# taz.de -- Forschungsbericht "Truppenbild mit Dame": An der Waffe nicht gleichberechtigt
       
       > Frauen machen den Umgangston beim Militär zwar besser. Aber sie werden
       > von einem Drittel der männlichen Kameraden abgelehnt – und nicht selten
       > sexuell belästigt.
       
 (IMG) Bild: Allein unter Männern: Soldatin in der Ehrenformation.
       
       BERLIN taz | Tanja Kreil ist es zu verdanken, dass seit zehn Jahren Frauen
       im aktiven Militärdienst bei der Bundeswehr eingestellt werden. Sie hatte
       im Jahr 2000 vor dem Europäischen Gerichtshof darauf geklagt,
       Waffenelektronikerin bei der Bundeswehr werden zu können. Vorher waren
       Frauen nur im Militärmusik- und Sanitätsdienst zugelassen.
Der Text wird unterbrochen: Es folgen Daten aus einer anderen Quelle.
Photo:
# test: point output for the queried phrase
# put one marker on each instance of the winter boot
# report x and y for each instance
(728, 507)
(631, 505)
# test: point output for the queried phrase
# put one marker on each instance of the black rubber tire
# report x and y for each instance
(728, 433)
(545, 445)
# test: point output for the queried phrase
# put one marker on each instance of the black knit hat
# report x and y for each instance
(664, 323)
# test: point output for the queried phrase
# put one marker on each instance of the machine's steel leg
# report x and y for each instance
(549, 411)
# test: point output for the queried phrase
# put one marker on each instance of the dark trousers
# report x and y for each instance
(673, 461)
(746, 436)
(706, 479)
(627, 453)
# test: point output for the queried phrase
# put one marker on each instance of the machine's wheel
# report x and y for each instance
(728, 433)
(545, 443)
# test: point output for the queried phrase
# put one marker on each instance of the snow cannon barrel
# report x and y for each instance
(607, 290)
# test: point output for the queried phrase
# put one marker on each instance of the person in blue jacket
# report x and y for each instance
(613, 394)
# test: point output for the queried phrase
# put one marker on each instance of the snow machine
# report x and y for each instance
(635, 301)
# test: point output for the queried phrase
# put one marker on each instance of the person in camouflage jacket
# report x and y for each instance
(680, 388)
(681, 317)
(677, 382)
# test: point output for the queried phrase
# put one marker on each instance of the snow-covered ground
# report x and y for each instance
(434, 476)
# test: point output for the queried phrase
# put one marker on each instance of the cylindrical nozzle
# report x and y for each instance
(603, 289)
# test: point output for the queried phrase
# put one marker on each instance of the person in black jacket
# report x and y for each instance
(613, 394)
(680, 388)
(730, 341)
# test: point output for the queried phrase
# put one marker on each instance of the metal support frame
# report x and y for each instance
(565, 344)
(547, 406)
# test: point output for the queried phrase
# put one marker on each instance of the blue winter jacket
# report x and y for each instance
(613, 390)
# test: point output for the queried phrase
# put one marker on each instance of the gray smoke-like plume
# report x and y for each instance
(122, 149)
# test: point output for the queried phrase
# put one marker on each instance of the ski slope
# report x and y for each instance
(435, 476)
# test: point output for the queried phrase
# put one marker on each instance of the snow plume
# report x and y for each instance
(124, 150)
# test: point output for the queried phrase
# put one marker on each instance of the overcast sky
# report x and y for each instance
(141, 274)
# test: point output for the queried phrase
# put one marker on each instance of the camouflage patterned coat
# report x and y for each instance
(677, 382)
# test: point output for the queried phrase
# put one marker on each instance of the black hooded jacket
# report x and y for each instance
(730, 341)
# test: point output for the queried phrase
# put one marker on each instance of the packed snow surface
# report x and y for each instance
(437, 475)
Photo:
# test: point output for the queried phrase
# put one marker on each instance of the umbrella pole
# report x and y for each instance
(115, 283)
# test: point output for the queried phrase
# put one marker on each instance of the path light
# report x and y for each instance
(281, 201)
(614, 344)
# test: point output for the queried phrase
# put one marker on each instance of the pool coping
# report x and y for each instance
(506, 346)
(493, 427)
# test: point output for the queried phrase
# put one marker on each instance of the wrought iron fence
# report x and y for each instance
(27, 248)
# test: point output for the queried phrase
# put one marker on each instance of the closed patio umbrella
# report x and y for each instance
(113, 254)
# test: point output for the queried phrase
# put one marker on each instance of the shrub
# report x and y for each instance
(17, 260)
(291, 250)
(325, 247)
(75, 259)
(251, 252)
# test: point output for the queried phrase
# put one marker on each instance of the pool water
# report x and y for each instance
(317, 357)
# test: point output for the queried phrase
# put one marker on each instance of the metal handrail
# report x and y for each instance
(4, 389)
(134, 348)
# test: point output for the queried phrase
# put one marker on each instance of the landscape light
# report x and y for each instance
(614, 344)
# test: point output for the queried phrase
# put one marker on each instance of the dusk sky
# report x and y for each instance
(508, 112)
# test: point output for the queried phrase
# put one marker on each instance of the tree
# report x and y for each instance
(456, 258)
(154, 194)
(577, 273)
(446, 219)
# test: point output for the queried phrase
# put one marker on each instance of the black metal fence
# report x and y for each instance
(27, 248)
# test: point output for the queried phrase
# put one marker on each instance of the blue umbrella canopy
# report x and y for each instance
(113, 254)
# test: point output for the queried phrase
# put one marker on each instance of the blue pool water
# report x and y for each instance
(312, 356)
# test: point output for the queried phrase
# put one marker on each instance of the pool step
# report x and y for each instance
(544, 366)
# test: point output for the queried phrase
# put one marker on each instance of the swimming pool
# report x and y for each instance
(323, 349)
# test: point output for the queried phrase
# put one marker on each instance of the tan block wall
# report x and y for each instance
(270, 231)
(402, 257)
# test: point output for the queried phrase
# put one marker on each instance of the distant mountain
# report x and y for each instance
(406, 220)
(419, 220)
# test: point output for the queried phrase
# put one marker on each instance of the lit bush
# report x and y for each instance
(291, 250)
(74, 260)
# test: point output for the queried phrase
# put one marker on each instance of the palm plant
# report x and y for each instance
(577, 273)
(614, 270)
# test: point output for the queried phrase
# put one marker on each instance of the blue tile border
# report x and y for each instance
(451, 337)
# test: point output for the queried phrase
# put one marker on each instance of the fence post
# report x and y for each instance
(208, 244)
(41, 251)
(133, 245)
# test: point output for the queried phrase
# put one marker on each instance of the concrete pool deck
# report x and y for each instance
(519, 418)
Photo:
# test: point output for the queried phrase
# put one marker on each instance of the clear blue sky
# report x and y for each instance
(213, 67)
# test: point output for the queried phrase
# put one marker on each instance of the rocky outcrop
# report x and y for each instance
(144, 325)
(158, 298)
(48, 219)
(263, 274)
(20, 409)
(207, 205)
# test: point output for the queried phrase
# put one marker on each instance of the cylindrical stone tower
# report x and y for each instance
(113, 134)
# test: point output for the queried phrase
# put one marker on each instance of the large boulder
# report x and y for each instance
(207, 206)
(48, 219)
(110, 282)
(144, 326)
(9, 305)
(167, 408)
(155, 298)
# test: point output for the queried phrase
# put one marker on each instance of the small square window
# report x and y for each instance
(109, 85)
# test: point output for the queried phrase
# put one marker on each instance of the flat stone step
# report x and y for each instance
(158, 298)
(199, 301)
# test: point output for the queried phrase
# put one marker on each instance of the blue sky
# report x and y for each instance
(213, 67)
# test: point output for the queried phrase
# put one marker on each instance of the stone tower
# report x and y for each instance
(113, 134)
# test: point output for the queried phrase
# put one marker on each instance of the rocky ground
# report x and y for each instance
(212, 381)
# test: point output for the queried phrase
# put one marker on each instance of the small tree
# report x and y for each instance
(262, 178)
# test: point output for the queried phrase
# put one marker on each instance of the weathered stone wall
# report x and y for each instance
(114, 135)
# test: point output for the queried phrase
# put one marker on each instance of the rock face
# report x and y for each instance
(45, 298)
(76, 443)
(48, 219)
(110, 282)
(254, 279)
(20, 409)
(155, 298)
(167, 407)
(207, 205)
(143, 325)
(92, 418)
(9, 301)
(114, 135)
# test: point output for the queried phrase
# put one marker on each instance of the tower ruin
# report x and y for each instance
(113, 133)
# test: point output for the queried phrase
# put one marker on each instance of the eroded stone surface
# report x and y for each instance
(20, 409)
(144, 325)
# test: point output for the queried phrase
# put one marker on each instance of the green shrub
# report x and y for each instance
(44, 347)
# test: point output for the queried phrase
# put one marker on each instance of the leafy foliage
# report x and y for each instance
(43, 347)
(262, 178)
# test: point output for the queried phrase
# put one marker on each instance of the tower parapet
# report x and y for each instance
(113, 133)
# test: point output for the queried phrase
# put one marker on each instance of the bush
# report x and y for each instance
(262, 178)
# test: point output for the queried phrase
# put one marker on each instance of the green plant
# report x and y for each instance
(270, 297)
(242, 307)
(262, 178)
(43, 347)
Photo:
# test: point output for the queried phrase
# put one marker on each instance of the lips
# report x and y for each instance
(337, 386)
Seit 2001 können
       Frauen in allen militärischen Bereichen dienen; die Zahl der Soldatinnen
       ist seitdem sprunghaft angestiegen: von 4.564 im Jahr 2000 auf derzeit
       17.500. Das entspricht einer Quote von 9,2 Prozent.
       
       Verändern Frauen die Bundeswehr? Diese Frage ist kaum untersucht. Der
       Forschungsbericht "Truppenbild mit Dame" vom Sozialwissenschaftlichen
       Institut der Bundeswehr von 2008 ist die einzige umfangreiche Studie dazu.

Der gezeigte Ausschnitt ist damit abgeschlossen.